There’s an old DBA saying…
May you already have a backup restored
A half hour before your boss knows there’s corruption
What? There’s no such thing as old DBA sayings? Well, maybe if you all said something other than “no” once in a while, you’d be more quotable. Hmpf.
Anyway, this is a serious question! And there are a lot of things to consider
- Do I have a different RTO for corruption?
- What’s my backup retention policy?
- How much data do I have?
- How long are my maintenance windows?
- Do I have a server I can offload checks to?
Recovery Time Objectification
When you’re setting these numbers with management, you need to make them aware that certain forms of corruption are more serious than others, and may take longer to recover from. If system tables or clustered indexes become corrupt, you’re potentially looking at a much more invasive procedure than if a nonclustered index gets a little wonky — something you can disable and rebuild pretty easily.
Either way, you’re looking at an RTO of at least how long it takes you to restore your largest database, assuming the corruption isn’t present in your most recent full backup. That’s why backup checksums are important. They’re not a replacement for regular consistency checks by any means, but they can provide an early warning for some types of page corruption, if you have page verification turned on, and your page is assigned a checksum.
If you use a 3rd party backup tool that doesn’t allow you to use the backup checksum option, stop using it. Seriously, that’s garbage. And turn on Trace Flag 3023 until you find a replacement that does.
Notice I’m not talking about RPO here. But there’s a simple equation you can do: the shorter your RTO for corruption, the longer your RPO. It’s real easy to run repair with allow data loss immediately. The amount of data you lose in doing so is ¯\_(?)_/¯
Which is why you need to carefully consider…

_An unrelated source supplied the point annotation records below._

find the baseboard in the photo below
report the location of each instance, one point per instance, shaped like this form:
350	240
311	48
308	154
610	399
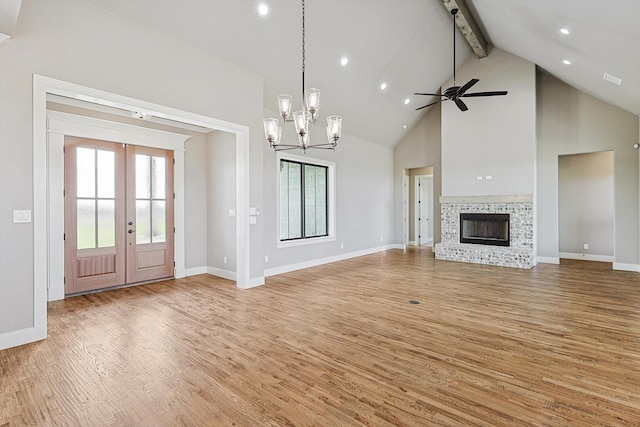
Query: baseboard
313	263
22	336
219	272
626	267
586	257
254	282
192	272
55	293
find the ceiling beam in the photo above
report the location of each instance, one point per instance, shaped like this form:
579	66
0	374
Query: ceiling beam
468	26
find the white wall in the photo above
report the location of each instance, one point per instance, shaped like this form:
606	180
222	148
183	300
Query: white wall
81	43
195	200
585	204
496	137
221	228
572	122
419	148
364	202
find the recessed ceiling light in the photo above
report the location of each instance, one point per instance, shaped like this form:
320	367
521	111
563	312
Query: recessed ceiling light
140	115
612	79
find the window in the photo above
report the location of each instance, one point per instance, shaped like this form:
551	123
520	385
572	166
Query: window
305	200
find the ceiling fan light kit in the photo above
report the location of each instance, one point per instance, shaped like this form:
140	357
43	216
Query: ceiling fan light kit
303	119
454	93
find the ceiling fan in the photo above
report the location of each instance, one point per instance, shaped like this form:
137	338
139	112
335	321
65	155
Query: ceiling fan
454	93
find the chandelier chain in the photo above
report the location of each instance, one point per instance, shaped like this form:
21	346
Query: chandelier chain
303	48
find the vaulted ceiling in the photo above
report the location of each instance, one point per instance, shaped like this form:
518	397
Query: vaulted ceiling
406	44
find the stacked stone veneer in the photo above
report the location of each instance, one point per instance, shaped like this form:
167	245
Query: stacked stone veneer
519	254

The shorter the period of time you keep backups, the more often you need to run DBCC CHECKDB. If you keep data for two weeks, weekly is a good starting point. If you take weekly fulls, you should consider running your DBCC checks before those happen. A corrupt backup doesn’t help you worth a lick. Garbage backup, garbage restore. If your data only goes back two weeks, and your corruption goes back a month, best of luck with your job search.
Of course, keeping backups around for a long time is physically impossible depending on…
How much data YOU have
The more you have, the harder it is to check it all. It’s not like these checks are a lightweight process. They chew up CPU, memory, disk I/O, and tempdb. They don’t cause blocking, the way a lot of people think they do, because they take the equivalent of a database snapshot to perform the checks on. It’s transactionally consistent, meaning the check is as good as your database was when the check started.

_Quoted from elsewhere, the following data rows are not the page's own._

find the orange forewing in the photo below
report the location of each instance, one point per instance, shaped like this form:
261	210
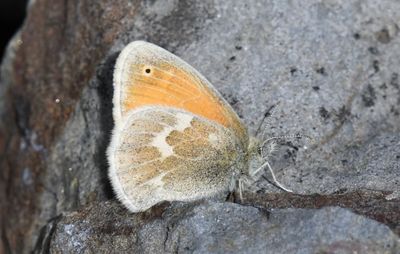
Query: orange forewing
162	83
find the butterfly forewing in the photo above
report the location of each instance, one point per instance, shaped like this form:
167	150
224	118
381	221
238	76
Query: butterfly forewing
147	75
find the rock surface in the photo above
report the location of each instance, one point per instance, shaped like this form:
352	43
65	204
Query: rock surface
220	228
333	67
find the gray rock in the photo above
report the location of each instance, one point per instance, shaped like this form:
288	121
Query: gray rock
221	228
333	67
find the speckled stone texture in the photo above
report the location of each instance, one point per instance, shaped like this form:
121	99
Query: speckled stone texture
331	67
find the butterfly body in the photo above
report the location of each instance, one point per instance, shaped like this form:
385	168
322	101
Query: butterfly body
175	137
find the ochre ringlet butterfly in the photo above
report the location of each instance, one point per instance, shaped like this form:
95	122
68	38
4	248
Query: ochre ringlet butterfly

You can make things a little easier by running with the PHYSICAL ONLY option, but you lose out on some of the logical checks. The more complicated process is to break DBCC checks into pieces and run them a little every night. This is harder, but you stand a better chance of getting everything checked.

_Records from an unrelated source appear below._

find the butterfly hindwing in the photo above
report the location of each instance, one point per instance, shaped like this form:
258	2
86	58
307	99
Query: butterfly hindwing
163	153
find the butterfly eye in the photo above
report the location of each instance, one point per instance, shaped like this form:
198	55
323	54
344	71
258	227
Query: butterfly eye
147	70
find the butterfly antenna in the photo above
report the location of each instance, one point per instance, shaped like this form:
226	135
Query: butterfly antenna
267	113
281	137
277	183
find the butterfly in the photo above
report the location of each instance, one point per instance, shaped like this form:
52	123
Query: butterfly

Especially if you have terabytes and terabytes of data, and really a short…
Are you 24×7? Do you have nights or weekends to do this stuff? Are you juggling maintenance items alongside data loads, reports, or other internal tasks? Your server may have a different database for different customer locations, which means you have a revolving maintenance window for each zone (think North America, Europe, APAC, etc.), so at best you’re just spreading the pain around.
Or you could start…
This is my absolute favorite. Sure, it can be a bear to script out yourself. Automating rotating backups and restores can be a nightmare; so many different servers with different drive letters.
Dell LiteSpeed has been automating this process since at least version 7.4, and it’s not like it costs a lot. For sure, it doesn’t cost more than you losing a bunch of data to corruption. If you’re the kind of shop that has trouble with in-place DBCC checks, it’s totally worth the price of admission.
But what about you?
Tell me how you tackle DBCC checks in the comments. You can answer the questions at the beginning of the post, or ask your own questions. Part of my job is to help you keep your job.
Thanks for reading!
Brent says: if you’re using NetApp SAN snapshots, they’ve also got great tooling to offload corruption checks to your DR site. Licensing gotchas may apply – for both SQL Server and NetApp writeable snaps.